BEST BET INSTRUCTIONS ON DYING FREE:
The crawling into the woods sick to die free idea might have a snag or two. You will want to PICK your wooded area carefully. There are fines for littering our nation’s woodlands with your own dead body…or any candy wrappers or donut sacks you leave behind after your last supper. Also, you need to make sure that whoever owns the land you crawl onto to die, isn’t upset, cause they can probably sue you to death if you are still clinging to life.

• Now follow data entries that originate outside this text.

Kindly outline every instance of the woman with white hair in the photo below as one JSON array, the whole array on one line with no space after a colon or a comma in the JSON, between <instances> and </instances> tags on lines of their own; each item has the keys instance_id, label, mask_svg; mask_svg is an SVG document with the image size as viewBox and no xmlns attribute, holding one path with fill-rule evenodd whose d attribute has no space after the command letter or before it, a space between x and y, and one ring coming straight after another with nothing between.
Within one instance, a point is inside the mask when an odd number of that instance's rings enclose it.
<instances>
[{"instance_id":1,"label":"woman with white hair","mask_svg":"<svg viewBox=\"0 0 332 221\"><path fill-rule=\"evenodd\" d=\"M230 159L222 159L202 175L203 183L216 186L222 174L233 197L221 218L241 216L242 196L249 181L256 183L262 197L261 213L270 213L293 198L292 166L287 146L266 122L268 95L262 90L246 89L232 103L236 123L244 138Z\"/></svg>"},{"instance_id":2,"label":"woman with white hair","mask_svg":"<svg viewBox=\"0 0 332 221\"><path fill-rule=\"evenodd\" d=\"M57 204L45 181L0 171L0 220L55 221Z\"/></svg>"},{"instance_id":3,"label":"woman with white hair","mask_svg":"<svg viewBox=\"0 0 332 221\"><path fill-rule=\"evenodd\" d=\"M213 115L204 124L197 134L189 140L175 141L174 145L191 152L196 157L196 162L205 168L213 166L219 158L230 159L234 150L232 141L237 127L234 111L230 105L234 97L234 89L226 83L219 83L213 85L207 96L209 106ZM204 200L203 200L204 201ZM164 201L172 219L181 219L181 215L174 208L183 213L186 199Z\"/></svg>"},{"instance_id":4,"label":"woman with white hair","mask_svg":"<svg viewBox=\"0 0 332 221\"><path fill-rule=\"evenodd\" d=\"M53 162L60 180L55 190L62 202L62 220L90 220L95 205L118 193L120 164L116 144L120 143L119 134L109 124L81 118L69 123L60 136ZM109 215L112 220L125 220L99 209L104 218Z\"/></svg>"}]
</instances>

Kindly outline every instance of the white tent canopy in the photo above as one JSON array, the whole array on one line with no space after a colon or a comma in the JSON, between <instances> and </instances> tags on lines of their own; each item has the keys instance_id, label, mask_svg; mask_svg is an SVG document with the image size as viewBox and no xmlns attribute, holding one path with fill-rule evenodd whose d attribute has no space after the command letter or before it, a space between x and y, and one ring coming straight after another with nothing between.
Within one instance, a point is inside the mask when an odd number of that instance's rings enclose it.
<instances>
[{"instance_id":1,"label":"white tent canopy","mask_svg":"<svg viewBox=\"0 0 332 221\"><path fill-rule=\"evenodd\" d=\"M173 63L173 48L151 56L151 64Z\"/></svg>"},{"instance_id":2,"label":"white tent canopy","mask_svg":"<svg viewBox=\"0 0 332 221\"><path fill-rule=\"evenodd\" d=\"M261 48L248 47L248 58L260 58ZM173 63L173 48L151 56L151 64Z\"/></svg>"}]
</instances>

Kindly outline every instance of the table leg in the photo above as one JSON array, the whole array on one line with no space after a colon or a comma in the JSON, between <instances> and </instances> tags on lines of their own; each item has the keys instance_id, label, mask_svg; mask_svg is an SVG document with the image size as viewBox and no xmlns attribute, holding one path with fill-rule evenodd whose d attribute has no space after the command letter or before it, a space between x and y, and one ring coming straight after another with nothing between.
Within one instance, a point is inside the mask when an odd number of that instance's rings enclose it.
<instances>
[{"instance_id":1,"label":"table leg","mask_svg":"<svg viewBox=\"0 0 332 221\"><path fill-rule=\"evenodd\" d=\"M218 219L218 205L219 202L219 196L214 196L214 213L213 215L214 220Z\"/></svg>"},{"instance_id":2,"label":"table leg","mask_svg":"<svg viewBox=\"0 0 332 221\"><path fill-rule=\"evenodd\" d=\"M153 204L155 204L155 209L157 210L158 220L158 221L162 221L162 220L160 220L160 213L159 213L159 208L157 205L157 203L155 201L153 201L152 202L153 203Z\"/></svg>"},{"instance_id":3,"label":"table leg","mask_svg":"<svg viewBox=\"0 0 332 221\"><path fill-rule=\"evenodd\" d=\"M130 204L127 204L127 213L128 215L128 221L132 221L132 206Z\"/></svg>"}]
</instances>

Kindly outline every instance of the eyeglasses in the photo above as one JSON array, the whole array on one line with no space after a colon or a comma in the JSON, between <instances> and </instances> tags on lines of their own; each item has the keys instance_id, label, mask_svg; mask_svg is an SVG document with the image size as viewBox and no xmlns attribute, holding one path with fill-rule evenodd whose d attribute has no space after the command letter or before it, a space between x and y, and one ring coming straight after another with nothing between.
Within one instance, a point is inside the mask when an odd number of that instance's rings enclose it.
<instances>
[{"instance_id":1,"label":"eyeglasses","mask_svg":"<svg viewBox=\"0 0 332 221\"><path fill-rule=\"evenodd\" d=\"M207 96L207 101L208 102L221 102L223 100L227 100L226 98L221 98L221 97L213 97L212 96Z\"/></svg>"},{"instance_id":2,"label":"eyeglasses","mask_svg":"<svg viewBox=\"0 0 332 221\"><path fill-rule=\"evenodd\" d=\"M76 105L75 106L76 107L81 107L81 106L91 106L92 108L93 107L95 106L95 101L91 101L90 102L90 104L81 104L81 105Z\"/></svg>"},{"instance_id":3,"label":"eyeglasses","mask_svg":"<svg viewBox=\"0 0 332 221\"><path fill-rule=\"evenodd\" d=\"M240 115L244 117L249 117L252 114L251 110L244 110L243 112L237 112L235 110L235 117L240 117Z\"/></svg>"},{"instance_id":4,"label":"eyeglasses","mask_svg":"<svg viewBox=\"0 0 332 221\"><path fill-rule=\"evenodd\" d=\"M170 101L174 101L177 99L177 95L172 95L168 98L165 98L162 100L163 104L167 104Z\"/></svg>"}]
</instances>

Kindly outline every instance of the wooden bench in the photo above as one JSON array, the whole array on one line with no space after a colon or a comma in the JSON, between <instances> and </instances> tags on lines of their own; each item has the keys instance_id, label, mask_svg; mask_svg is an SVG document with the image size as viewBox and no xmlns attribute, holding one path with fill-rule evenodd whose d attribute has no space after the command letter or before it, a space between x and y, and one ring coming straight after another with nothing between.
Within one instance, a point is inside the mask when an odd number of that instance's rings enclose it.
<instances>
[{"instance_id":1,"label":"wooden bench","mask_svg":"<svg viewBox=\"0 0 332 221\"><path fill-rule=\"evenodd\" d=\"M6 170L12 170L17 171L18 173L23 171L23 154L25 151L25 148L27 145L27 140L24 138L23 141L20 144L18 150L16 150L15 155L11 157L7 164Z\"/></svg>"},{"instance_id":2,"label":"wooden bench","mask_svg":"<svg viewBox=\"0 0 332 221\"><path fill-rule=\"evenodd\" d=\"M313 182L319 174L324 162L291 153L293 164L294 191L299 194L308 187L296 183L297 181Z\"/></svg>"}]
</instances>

I think, however, the greatest risk, is actually from so-called “good Samaritans” (do-gooders-nosey folks) wandering in and saving your ass against your will. (Not a concern in your major metropolitan areas.) Of course when they realize you WANTED to die there, you will get the cost of psychiatric hospitalization. Never mind the fact you had a fatal illness and that’s why you crawled in there. You will now die on a PSYCH WARD. Didn’t you realize you can’t even DIE alone???? Or is that just mothers? Picture of actual person caught right outside wooded area trying to die free:
To die properly for free, you must make sure there is no “path”. Only a dumb dying person would follow a “path ” to death. No no no no. THAT comes after you die. You’re getting this confused with the ” long dark tunnel with a light at the end of it” path. There shouldn’t be a path to dying in the woods. Definitely look for signs of other dead things in “disarray” (I’m not sure how else to put that)
Not this path:
Avoid paths, actually:
This means creatures may eat you in time for you to escape premature, unwilling rescue, and psychiatric hospitalization, or, fines. Of course it will be problematic as to when they decide to dine on you. This could be very painful if they do not begin at EXACTLY the moment you fall over dead.

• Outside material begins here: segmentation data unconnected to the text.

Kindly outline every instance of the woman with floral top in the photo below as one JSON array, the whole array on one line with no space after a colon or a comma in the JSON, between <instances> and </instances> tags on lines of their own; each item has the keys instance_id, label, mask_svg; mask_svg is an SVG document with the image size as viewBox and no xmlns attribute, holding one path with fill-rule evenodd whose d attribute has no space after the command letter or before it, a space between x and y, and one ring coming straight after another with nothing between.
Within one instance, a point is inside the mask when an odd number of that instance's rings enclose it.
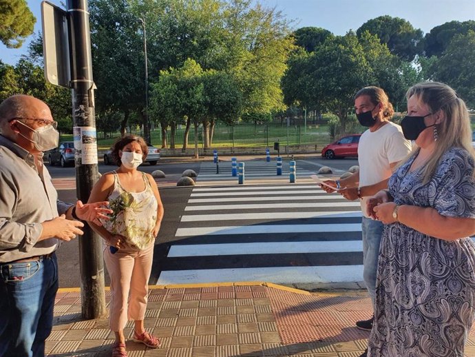
<instances>
[{"instance_id":1,"label":"woman with floral top","mask_svg":"<svg viewBox=\"0 0 475 357\"><path fill-rule=\"evenodd\" d=\"M109 326L116 335L114 357L127 356L124 327L129 319L135 321L134 342L152 348L160 345L160 340L145 331L143 323L154 242L163 217L155 181L137 170L147 153L147 144L140 136L118 139L112 155L119 168L101 177L89 199L89 203L108 201L113 211L110 220L102 221L102 226L91 226L105 242L104 260L111 279Z\"/></svg>"}]
</instances>

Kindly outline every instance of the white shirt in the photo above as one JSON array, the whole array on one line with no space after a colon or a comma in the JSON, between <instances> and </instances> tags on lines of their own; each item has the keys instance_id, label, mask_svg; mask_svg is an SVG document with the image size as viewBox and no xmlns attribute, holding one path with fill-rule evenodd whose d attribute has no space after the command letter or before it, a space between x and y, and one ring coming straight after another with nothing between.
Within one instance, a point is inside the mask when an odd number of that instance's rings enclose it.
<instances>
[{"instance_id":1,"label":"white shirt","mask_svg":"<svg viewBox=\"0 0 475 357\"><path fill-rule=\"evenodd\" d=\"M403 135L397 124L388 122L375 132L368 129L363 133L358 144L359 187L377 183L389 178L392 172L390 164L401 161L410 152L411 142ZM369 196L361 200L365 217Z\"/></svg>"}]
</instances>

Also, be sure your stupid note doesn’t sound like some theatrical delusion. This a risky gamble between leaving your family behind great wealth or further costs. You MIGHT be on “Unsolved Mysteries” if your note is, well, just that ridiculous (OF COURSE I’ll help you write it). This could make your case as famous as some of the most famous of all dead people, who-done-it, how-the-hell’d-that-happen (yours will be the second one) case. If you YOU write your own book…you are SURE to get paid (Your estate. You DO have an estate, don’t you? Well get one. SEE I told you nothing was free).
DYING “ABOUT TO BE WEALTHY”, THE BEST REVENGE:
While dead, this will be one last “HA, TAKE THAT!” in society’s face, or in the face of your ex who is getting NOTHING in your will. Of COURSE this means you have to write the book now. (WHO asked that? Come on…raise yer hand…I know yer out there)
I can see my book forming now:
“How to Die Free and Get Paid For It”
Wow. That’s ingenious. Incredible. Inarguable. Well it’s “in-” something. DON”T SAY IT.